Nebraska’s only Big 12 win this season was against Oklahoma on Jan. 30. The Huskers have lost at home to 11th-place Iowa State and dropped a 40-point game at Texas.

But they played right with top-ranked Kansas on the road until the final minutes of what was an 11-point loss, and they took then-No. 7 Kansas State to the last seconds before losing 91-87 on the road last week. Then they turned around and lost by 15 points at home to Missouri on Saturday.

Athletic director Tom Osborne said on his radio show last week that Sadler’s job status is a non-issue and that he sees potential.

“Coach Osborne and the administration has been tremendous and they’ve given total support,” Sadler said Monday. “Nebraska has paid me to win basketball games here and run a basketball program, and I think our program is going in the right direction. We just have to win some games and all that will take care of itself.”

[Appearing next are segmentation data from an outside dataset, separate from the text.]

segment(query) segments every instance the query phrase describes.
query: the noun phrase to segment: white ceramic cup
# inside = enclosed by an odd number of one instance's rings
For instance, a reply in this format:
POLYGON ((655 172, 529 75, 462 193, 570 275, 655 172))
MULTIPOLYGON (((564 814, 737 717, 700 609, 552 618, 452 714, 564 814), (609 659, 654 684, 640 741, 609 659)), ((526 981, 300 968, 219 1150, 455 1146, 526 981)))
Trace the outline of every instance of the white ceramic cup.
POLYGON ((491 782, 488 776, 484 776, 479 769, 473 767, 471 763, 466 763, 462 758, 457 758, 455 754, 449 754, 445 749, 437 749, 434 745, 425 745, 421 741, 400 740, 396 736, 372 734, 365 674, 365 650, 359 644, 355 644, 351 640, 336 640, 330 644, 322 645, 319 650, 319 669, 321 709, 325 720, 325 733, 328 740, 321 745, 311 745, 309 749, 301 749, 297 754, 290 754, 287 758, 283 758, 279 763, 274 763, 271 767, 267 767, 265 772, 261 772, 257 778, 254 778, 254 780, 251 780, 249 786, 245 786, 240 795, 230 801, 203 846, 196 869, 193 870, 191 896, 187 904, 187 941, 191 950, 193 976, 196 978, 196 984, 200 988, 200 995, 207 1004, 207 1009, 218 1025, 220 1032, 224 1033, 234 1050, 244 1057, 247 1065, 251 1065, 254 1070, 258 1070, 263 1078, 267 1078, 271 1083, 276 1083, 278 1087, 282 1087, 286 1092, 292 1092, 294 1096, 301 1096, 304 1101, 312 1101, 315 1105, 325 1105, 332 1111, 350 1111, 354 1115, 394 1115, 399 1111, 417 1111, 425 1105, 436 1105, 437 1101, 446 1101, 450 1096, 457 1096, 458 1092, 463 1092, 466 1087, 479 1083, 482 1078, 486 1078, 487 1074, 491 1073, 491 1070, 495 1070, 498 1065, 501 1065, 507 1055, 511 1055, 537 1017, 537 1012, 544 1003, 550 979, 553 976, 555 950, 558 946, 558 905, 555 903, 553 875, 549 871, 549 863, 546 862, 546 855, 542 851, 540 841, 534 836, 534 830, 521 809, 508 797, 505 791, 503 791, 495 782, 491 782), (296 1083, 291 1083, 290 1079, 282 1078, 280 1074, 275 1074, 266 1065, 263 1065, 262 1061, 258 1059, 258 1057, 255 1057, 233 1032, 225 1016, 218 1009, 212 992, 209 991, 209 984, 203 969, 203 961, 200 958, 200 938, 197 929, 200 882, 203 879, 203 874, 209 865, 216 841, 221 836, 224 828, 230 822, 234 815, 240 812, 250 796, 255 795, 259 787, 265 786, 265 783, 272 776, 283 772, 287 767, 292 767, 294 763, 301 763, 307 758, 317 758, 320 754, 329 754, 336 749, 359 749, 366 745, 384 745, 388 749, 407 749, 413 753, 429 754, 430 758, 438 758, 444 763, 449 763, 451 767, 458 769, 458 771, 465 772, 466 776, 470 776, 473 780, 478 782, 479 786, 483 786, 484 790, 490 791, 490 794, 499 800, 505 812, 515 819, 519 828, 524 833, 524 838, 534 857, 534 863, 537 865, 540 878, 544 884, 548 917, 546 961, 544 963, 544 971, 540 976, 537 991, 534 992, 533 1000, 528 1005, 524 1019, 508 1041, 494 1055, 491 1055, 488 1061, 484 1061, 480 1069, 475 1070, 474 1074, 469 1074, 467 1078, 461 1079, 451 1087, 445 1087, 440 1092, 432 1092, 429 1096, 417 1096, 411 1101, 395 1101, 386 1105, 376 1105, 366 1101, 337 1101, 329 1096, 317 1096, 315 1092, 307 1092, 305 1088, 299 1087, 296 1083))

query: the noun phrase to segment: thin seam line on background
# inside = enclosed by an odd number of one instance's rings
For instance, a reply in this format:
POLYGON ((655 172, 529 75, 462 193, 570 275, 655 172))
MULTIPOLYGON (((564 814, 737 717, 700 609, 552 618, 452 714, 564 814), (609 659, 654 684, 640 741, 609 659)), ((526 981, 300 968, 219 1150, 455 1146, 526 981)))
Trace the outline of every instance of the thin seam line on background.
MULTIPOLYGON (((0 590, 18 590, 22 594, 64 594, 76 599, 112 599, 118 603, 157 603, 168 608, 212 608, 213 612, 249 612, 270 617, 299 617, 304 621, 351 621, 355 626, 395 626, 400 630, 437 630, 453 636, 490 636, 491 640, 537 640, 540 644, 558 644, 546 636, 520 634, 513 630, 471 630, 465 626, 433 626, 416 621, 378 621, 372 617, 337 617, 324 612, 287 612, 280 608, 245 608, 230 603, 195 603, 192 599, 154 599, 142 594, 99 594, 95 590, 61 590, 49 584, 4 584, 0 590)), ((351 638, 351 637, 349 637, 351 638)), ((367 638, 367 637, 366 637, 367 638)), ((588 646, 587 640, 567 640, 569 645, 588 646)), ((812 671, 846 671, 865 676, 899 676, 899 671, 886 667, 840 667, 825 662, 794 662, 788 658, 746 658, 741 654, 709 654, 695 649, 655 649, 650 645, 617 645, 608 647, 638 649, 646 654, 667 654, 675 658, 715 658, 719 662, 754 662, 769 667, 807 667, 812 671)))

Boehm said the goals are for Nebraska to regularly appear in the Top 25 and play in the NCAA tournament - and to achieve them with high-character players.

“There is a little bit of leeway to do it the right way,” Boehm said. “We can have a quick fix if we want to go that way, but there are no quick fixes in this program. In the fifth year you can gauge where you’re at. Right now he has young kids, some injuries. It happens to be a down year right now.”

Sadler has been hit by season-ending injuries to projected starters Christopher Niemann and Toney McCray. The Huskers often have four freshmen in the court.

Nebraska has scant basketball tradition. The men haven’t won a conference championship since sharing the Big Seven title in 1949-50 and are winless in six NCAA tournament appearances. The Huskers haven’t been to the national tournament since 1998 or in the Top 25 since 1995.

Sadler in 2006 took over what Boehm called an “unhealthy” program, and his first roster was out of balance, with nine freshmen or sophomores, one junior and two seniors. A former student manager even got minutes.

Recruiting has been hit and miss. He signed eight players in his first class, and only one is still on the team. Sadler’s records of 17-14, 20-13 and 18-13 were bolstered by wins over undistinguished non-conference opponents, but he did get the Huskers to the NIT the past two seasons.

Nebraska’s basketball budget of $3.6 million ranks among the top six in the Big 12, Boehm said, and ground will be broken in May on a practice facility.

Sadler’s worst season comes alongside the best season ever for the women’s team, which is 25-0 and ranked No. 3 nationally.

Boehm uses the women’s team as an example of how quickly a program can turn around. Coach Connie Yori’s women were 1-8 in conference play in February last year, but with a healthy lineup they are moving toward their first league title since 1988 and a possible No. 1 NCAA seed.

“I wouldn’t be surprised with the men next year if we’re seeing maybe not something like this,” Boehm said, referring to the women, “but drastic improvement with Doc only being in his fifth year.”